Let’s begin with the obligatory and uncomplicated shower. You’ve escaped your couch, cranked the steam, and lathered yourself with whatever body wash or bar soap named after a forest monster you saw on Instagram. The babe in the video ad told you this was enough to transform you into a wild man who, in turn, could make her go wild. You rinse, dry off, and throw on your freshest tee shirt to strut out the door, confident and free, the savage animal inside you casually waving a claw at the notion you’d ever have to be concerned with such societally imposed whimsies as “hygienics.”

But maybe your soap isn’t intended to free your beastly scents (or sense). It’s a simple bar meant to degrime, and, once it has, you want something a little more intentional and traditional, something that resembles a different kind of monster — a bit laboratorial. So you turn to the Frankenstein of Fragrance, the Fruit of the Farina Family, the stuff your aunt keeps sending you every Christmas, regardless of how much you still have. It’s fancy, it’s foreign — it’s German even though you could’ve sworn it was French — it’s cologne.

Let’s say you have a row of such aromas. Which one do you choose? An easy way to boil it down could be as simple as when you have to choose it. Make it seasonal, like candles or sandals. Your colognes grounded by oils of citron, jasmine, and neroli are best applied in spring and summer; for autumn and winter, scents more dominated by patchouli, vanilla, or tobacco are likely to be more palatable.

That is unless, of course, you already have a go-to cologne, a real player that makes the all-star team year after year, never running out of gas or losing the ability to make that one amazing play of the night. Maybe it’s a bit mysterious yet flashy, a la Eau Day-Lew’is, smelling of crude oil and raw beef to complement some handsome threads. Or maybe it’s simpler than that, a classic standby — a trusted veteran, domestic and reliable, smelling like an old leather wallet dropped in a hard lemonade (which, believe it or not, is exactly what we’re all going for), and it has a name like Perpetuity or Avarice. But no matter how clutch your go-to is, it shouldn’t be playing every position on the field. One or two sprays around the v-neck will do, and studies show if someone can smell your cologne from a few feet away, they won’t be studying you for long.

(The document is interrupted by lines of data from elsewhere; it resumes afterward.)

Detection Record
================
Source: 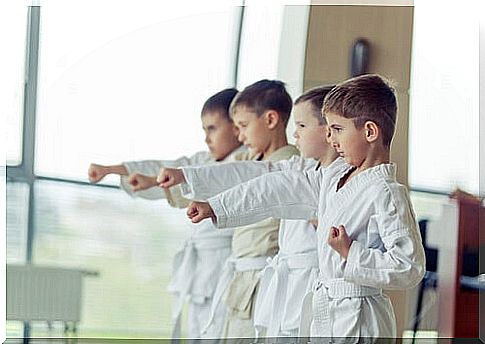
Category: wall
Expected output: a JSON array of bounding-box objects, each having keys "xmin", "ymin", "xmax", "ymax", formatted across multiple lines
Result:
[{"xmin": 304, "ymin": 4, "xmax": 413, "ymax": 185}]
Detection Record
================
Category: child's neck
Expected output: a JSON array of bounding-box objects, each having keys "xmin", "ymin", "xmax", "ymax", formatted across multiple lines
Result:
[
  {"xmin": 215, "ymin": 143, "xmax": 244, "ymax": 162},
  {"xmin": 340, "ymin": 148, "xmax": 390, "ymax": 189},
  {"xmin": 355, "ymin": 148, "xmax": 390, "ymax": 174},
  {"xmin": 318, "ymin": 150, "xmax": 339, "ymax": 168},
  {"xmin": 261, "ymin": 135, "xmax": 288, "ymax": 160}
]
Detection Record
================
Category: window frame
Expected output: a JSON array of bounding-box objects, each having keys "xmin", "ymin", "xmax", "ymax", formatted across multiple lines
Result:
[{"xmin": 6, "ymin": 3, "xmax": 244, "ymax": 260}]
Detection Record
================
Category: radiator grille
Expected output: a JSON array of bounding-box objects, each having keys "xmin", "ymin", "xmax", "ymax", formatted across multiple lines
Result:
[{"xmin": 7, "ymin": 265, "xmax": 84, "ymax": 322}]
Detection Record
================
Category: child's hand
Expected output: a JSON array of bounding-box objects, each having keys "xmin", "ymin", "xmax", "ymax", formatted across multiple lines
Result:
[
  {"xmin": 88, "ymin": 163, "xmax": 108, "ymax": 183},
  {"xmin": 157, "ymin": 168, "xmax": 186, "ymax": 188},
  {"xmin": 327, "ymin": 225, "xmax": 352, "ymax": 259},
  {"xmin": 186, "ymin": 201, "xmax": 216, "ymax": 223},
  {"xmin": 127, "ymin": 173, "xmax": 158, "ymax": 192}
]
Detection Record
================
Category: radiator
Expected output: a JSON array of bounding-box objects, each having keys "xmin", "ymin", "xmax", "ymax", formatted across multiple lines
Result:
[{"xmin": 7, "ymin": 265, "xmax": 86, "ymax": 322}]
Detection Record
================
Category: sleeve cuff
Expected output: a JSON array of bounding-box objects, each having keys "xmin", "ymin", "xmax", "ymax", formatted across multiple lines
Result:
[
  {"xmin": 181, "ymin": 167, "xmax": 210, "ymax": 200},
  {"xmin": 180, "ymin": 168, "xmax": 196, "ymax": 198},
  {"xmin": 208, "ymin": 197, "xmax": 228, "ymax": 228},
  {"xmin": 119, "ymin": 162, "xmax": 166, "ymax": 200}
]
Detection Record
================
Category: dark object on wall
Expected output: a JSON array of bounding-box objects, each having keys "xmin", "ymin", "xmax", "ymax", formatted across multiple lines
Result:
[{"xmin": 350, "ymin": 38, "xmax": 370, "ymax": 77}]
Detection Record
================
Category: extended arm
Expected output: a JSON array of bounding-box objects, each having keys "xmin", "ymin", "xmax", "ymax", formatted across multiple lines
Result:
[
  {"xmin": 181, "ymin": 156, "xmax": 317, "ymax": 200},
  {"xmin": 88, "ymin": 164, "xmax": 128, "ymax": 182},
  {"xmin": 120, "ymin": 152, "xmax": 210, "ymax": 202},
  {"xmin": 207, "ymin": 169, "xmax": 321, "ymax": 228}
]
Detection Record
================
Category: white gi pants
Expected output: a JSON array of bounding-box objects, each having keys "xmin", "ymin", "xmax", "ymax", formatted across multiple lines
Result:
[
  {"xmin": 169, "ymin": 236, "xmax": 232, "ymax": 339},
  {"xmin": 300, "ymin": 278, "xmax": 396, "ymax": 343}
]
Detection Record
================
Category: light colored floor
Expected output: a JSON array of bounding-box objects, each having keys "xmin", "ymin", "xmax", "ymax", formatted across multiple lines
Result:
[{"xmin": 402, "ymin": 330, "xmax": 439, "ymax": 344}]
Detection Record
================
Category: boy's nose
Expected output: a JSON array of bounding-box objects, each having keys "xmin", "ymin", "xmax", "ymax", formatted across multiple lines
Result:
[
  {"xmin": 238, "ymin": 132, "xmax": 245, "ymax": 143},
  {"xmin": 205, "ymin": 135, "xmax": 211, "ymax": 144},
  {"xmin": 293, "ymin": 130, "xmax": 299, "ymax": 139}
]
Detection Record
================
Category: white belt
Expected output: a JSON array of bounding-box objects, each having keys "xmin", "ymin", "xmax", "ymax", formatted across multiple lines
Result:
[
  {"xmin": 256, "ymin": 251, "xmax": 318, "ymax": 337},
  {"xmin": 201, "ymin": 255, "xmax": 270, "ymax": 336},
  {"xmin": 298, "ymin": 277, "xmax": 382, "ymax": 338},
  {"xmin": 168, "ymin": 235, "xmax": 232, "ymax": 339}
]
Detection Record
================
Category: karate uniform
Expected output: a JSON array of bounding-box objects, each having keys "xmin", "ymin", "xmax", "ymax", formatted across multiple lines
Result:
[
  {"xmin": 182, "ymin": 145, "xmax": 300, "ymax": 338},
  {"xmin": 181, "ymin": 156, "xmax": 345, "ymax": 337},
  {"xmin": 197, "ymin": 158, "xmax": 425, "ymax": 340},
  {"xmin": 119, "ymin": 145, "xmax": 246, "ymax": 339}
]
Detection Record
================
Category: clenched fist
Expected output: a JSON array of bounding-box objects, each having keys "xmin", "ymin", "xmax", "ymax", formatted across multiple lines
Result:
[
  {"xmin": 157, "ymin": 167, "xmax": 185, "ymax": 188},
  {"xmin": 328, "ymin": 225, "xmax": 352, "ymax": 259},
  {"xmin": 127, "ymin": 173, "xmax": 158, "ymax": 192},
  {"xmin": 186, "ymin": 201, "xmax": 216, "ymax": 223},
  {"xmin": 88, "ymin": 164, "xmax": 108, "ymax": 183}
]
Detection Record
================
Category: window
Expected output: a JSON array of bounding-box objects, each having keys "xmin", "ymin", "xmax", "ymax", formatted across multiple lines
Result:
[
  {"xmin": 409, "ymin": 0, "xmax": 479, "ymax": 195},
  {"xmin": 6, "ymin": 1, "xmax": 242, "ymax": 338},
  {"xmin": 32, "ymin": 180, "xmax": 188, "ymax": 337},
  {"xmin": 236, "ymin": 2, "xmax": 284, "ymax": 89},
  {"xmin": 2, "ymin": 3, "xmax": 27, "ymax": 166},
  {"xmin": 35, "ymin": 0, "xmax": 242, "ymax": 181},
  {"xmin": 236, "ymin": 2, "xmax": 310, "ymax": 142},
  {"xmin": 6, "ymin": 182, "xmax": 29, "ymax": 264}
]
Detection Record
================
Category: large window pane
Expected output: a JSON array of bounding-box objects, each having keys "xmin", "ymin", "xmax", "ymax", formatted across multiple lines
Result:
[
  {"xmin": 235, "ymin": 4, "xmax": 309, "ymax": 143},
  {"xmin": 6, "ymin": 182, "xmax": 29, "ymax": 264},
  {"xmin": 409, "ymin": 1, "xmax": 479, "ymax": 195},
  {"xmin": 32, "ymin": 180, "xmax": 189, "ymax": 337},
  {"xmin": 2, "ymin": 4, "xmax": 28, "ymax": 166},
  {"xmin": 236, "ymin": 1, "xmax": 284, "ymax": 89},
  {"xmin": 35, "ymin": 1, "xmax": 241, "ymax": 181}
]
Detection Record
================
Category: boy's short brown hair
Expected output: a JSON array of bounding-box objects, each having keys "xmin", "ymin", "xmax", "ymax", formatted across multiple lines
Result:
[
  {"xmin": 201, "ymin": 88, "xmax": 238, "ymax": 121},
  {"xmin": 322, "ymin": 74, "xmax": 397, "ymax": 147},
  {"xmin": 295, "ymin": 85, "xmax": 335, "ymax": 125},
  {"xmin": 229, "ymin": 79, "xmax": 292, "ymax": 126}
]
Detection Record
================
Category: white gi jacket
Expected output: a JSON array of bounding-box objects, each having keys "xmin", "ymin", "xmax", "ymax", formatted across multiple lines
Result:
[
  {"xmin": 119, "ymin": 145, "xmax": 246, "ymax": 338},
  {"xmin": 182, "ymin": 145, "xmax": 300, "ymax": 338},
  {"xmin": 181, "ymin": 156, "xmax": 344, "ymax": 336},
  {"xmin": 200, "ymin": 158, "xmax": 426, "ymax": 339}
]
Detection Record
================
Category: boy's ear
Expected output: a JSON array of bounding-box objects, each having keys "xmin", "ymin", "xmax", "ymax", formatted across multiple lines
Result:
[
  {"xmin": 364, "ymin": 121, "xmax": 379, "ymax": 143},
  {"xmin": 264, "ymin": 110, "xmax": 280, "ymax": 130}
]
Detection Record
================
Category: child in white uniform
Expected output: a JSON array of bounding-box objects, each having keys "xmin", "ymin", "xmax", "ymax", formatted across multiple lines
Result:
[
  {"xmin": 158, "ymin": 85, "xmax": 340, "ymax": 337},
  {"xmin": 87, "ymin": 88, "xmax": 245, "ymax": 339},
  {"xmin": 182, "ymin": 74, "xmax": 426, "ymax": 340},
  {"xmin": 160, "ymin": 80, "xmax": 299, "ymax": 339}
]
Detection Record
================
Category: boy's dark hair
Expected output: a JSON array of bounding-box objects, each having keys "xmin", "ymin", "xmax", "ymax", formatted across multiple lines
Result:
[
  {"xmin": 295, "ymin": 85, "xmax": 336, "ymax": 125},
  {"xmin": 201, "ymin": 88, "xmax": 239, "ymax": 121},
  {"xmin": 229, "ymin": 79, "xmax": 292, "ymax": 126},
  {"xmin": 322, "ymin": 74, "xmax": 397, "ymax": 147}
]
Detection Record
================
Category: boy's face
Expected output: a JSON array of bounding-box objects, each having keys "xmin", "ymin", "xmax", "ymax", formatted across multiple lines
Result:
[
  {"xmin": 232, "ymin": 106, "xmax": 271, "ymax": 155},
  {"xmin": 326, "ymin": 111, "xmax": 369, "ymax": 166},
  {"xmin": 292, "ymin": 101, "xmax": 330, "ymax": 159},
  {"xmin": 201, "ymin": 111, "xmax": 241, "ymax": 161}
]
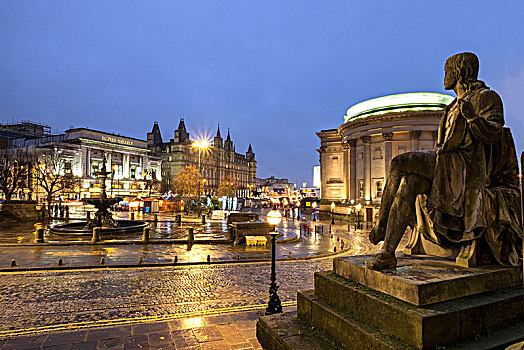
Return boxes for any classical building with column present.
[317,92,453,222]
[147,119,257,198]
[12,128,161,200]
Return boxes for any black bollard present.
[174,256,178,263]
[131,212,135,220]
[92,227,101,243]
[58,258,63,266]
[142,227,150,242]
[86,211,91,220]
[201,214,206,224]
[187,227,194,245]
[207,254,211,262]
[154,213,158,222]
[138,256,143,264]
[35,227,45,243]
[100,257,105,265]
[11,259,16,267]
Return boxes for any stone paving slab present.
[0,308,278,349]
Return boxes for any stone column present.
[349,139,357,201]
[86,148,91,177]
[382,132,393,178]
[343,142,350,200]
[123,154,130,179]
[361,136,372,201]
[107,152,112,171]
[410,130,421,152]
[432,130,439,146]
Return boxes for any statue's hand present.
[458,98,476,122]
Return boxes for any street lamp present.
[266,208,283,315]
[356,203,362,230]
[193,140,209,216]
[331,202,335,225]
[296,201,301,220]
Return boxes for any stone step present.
[299,272,524,349]
[256,311,338,350]
[298,290,411,349]
[333,255,522,306]
[258,309,524,350]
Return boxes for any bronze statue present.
[366,52,523,270]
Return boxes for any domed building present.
[316,92,454,222]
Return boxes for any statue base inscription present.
[257,256,524,349]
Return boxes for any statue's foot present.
[369,225,386,245]
[365,252,397,270]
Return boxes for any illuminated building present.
[12,128,161,200]
[317,92,454,221]
[256,176,296,198]
[148,119,256,197]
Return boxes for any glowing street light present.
[266,208,283,315]
[193,139,210,216]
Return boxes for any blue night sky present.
[1,1,523,186]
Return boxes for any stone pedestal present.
[229,221,272,244]
[257,255,524,349]
[1,200,39,220]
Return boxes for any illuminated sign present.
[101,136,134,146]
[344,92,454,123]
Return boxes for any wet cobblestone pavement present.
[0,259,332,338]
[0,210,389,348]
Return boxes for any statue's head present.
[444,52,479,90]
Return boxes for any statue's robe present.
[417,82,522,266]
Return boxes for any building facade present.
[13,127,161,200]
[147,119,257,198]
[256,176,296,198]
[317,92,453,221]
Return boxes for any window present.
[332,157,338,165]
[130,167,136,180]
[91,162,99,176]
[374,147,382,159]
[358,180,364,198]
[358,152,364,160]
[375,180,383,198]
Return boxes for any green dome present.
[344,92,454,123]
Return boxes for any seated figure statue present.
[366,52,523,270]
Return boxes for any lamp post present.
[266,208,283,315]
[296,201,301,220]
[331,202,335,225]
[356,203,362,230]
[193,140,209,216]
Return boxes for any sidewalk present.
[0,307,285,349]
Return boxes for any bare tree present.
[34,147,75,215]
[0,147,35,201]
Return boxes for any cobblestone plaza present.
[0,211,381,349]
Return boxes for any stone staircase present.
[257,255,524,349]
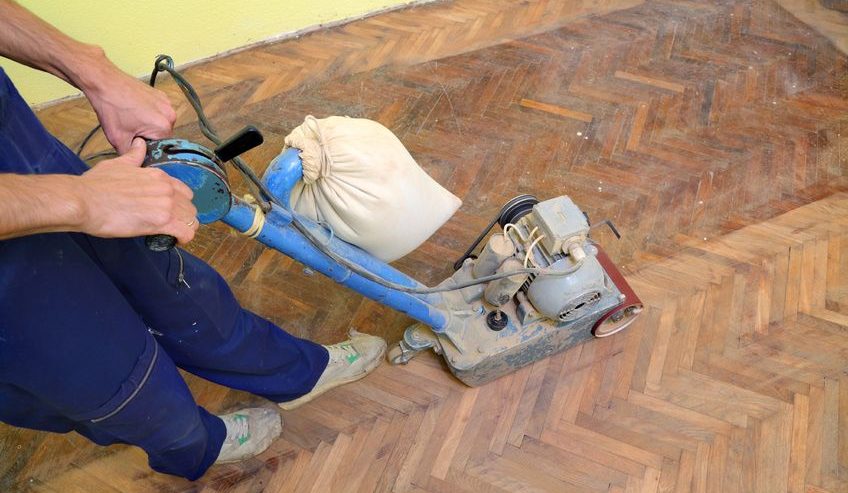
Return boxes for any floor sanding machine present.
[91,56,643,387]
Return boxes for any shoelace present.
[228,414,250,446]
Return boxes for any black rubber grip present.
[214,125,264,162]
[145,234,177,252]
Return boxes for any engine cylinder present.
[473,233,514,278]
[484,258,529,306]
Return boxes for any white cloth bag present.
[284,115,462,262]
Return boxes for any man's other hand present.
[76,138,198,244]
[0,1,176,153]
[85,64,177,154]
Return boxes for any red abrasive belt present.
[593,244,643,337]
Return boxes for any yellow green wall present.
[3,0,414,106]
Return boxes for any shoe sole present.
[278,344,386,411]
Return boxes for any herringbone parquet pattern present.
[2,0,848,491]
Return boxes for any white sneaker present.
[215,407,282,464]
[279,329,387,411]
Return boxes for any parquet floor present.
[775,0,848,54]
[2,0,848,491]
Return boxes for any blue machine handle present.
[220,148,451,333]
[146,141,451,333]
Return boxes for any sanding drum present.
[592,245,643,337]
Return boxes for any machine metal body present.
[145,139,642,387]
[386,192,643,385]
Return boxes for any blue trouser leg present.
[0,233,225,480]
[74,234,329,401]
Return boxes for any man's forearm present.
[0,1,115,94]
[0,1,177,153]
[0,174,85,240]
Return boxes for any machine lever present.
[589,219,621,239]
[214,125,264,162]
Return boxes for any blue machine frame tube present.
[262,148,304,209]
[222,197,450,332]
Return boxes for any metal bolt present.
[567,243,587,262]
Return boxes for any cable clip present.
[241,194,266,239]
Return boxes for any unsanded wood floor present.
[3,0,848,491]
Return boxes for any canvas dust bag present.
[283,115,462,262]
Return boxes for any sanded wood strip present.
[519,98,594,122]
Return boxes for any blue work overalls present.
[0,68,329,480]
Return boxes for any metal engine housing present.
[519,195,606,322]
[526,254,606,322]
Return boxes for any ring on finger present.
[186,219,197,227]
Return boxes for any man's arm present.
[0,0,103,87]
[0,139,199,242]
[0,0,176,153]
[0,2,197,242]
[0,174,86,240]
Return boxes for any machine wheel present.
[387,341,419,365]
[593,304,642,337]
[388,323,441,365]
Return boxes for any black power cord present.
[146,55,271,212]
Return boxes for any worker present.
[0,1,386,481]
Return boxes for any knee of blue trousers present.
[72,335,227,481]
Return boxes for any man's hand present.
[76,138,198,243]
[0,139,199,242]
[84,65,177,154]
[0,1,177,154]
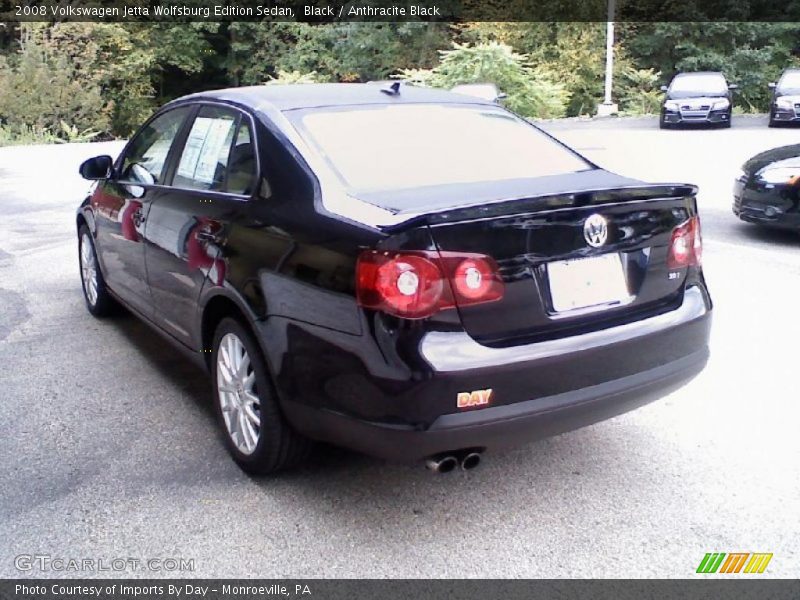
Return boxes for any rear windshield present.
[669,74,728,98]
[289,104,591,192]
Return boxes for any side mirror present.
[660,85,668,92]
[768,82,776,89]
[728,83,739,90]
[79,155,113,180]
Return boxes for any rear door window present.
[173,105,256,195]
[225,122,257,195]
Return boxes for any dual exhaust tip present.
[426,450,482,473]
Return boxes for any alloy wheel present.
[80,233,98,306]
[216,332,261,455]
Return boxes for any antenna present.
[381,82,401,96]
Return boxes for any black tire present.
[659,118,669,129]
[78,224,117,317]
[211,317,312,474]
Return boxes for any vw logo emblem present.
[583,214,609,248]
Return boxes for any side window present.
[120,107,190,185]
[173,106,256,195]
[225,122,256,195]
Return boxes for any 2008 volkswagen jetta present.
[76,83,712,474]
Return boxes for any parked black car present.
[77,84,712,474]
[734,143,800,229]
[768,68,800,127]
[660,72,736,129]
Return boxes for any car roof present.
[168,83,497,112]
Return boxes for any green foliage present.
[394,67,437,87]
[398,42,569,118]
[622,22,800,112]
[281,23,449,82]
[0,29,110,141]
[225,22,449,86]
[456,23,612,116]
[146,23,218,75]
[0,23,156,137]
[141,21,223,98]
[225,23,309,86]
[3,21,800,143]
[0,123,60,146]
[265,70,328,85]
[525,24,608,116]
[618,68,663,115]
[57,120,101,143]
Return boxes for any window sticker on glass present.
[176,116,236,190]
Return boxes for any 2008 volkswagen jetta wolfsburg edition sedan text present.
[76,83,712,474]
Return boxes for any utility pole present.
[597,0,618,116]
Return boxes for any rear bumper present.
[284,348,707,461]
[281,286,712,462]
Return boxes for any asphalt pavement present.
[0,116,798,578]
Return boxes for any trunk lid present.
[373,170,699,346]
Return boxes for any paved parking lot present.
[0,115,798,578]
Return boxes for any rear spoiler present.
[379,183,698,232]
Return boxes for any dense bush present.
[398,42,569,118]
[265,69,329,85]
[618,68,663,115]
[0,123,60,146]
[0,42,109,141]
[0,23,161,141]
[226,22,449,86]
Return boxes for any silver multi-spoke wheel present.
[212,318,311,473]
[216,332,261,455]
[80,232,98,306]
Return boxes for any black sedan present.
[76,83,712,474]
[734,143,800,229]
[660,72,736,128]
[768,68,800,127]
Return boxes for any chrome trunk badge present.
[583,214,609,248]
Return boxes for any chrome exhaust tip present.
[460,452,482,471]
[425,455,458,473]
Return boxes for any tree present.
[398,42,569,118]
[618,67,662,114]
[0,25,110,140]
[291,22,449,82]
[0,23,157,137]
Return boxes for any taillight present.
[356,250,504,319]
[693,217,703,266]
[444,254,504,304]
[357,253,445,319]
[667,216,702,269]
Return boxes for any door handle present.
[195,230,220,243]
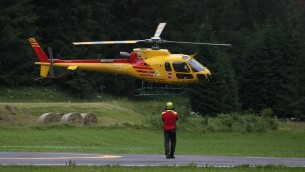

What if you have no intention of using werewolf soap, though, and maybe cologne feels a little on the nose because you’re too legitz to spritz? You’re an all-natural kind of guy who isn’t looking to lather up or spray down. No worries! If you want “no fuss, no musk,” your mouth might be an alternative way to please an alternate nose. Certain foods like truffle oil and celery contain the pheromone androstenol, which some mammals will pig out for. Other foods, such as fresh herbs, probiotic yogurts, and citrus fruits, act as neutralizers, able to replace bad smells in your body with fresh ones. So with the right diet, you could legitimately create your own scent — a truly one-of-a-kind, organic, artisanal, armpit-to-table experience for everyone around you.

We’re all going to be back out there soon, and there are plenty of ways to refresh, be fresh, and stay fresh; it just takes a little bit of mindfulness and personality. But you can cross that Bridgerton when you come to it.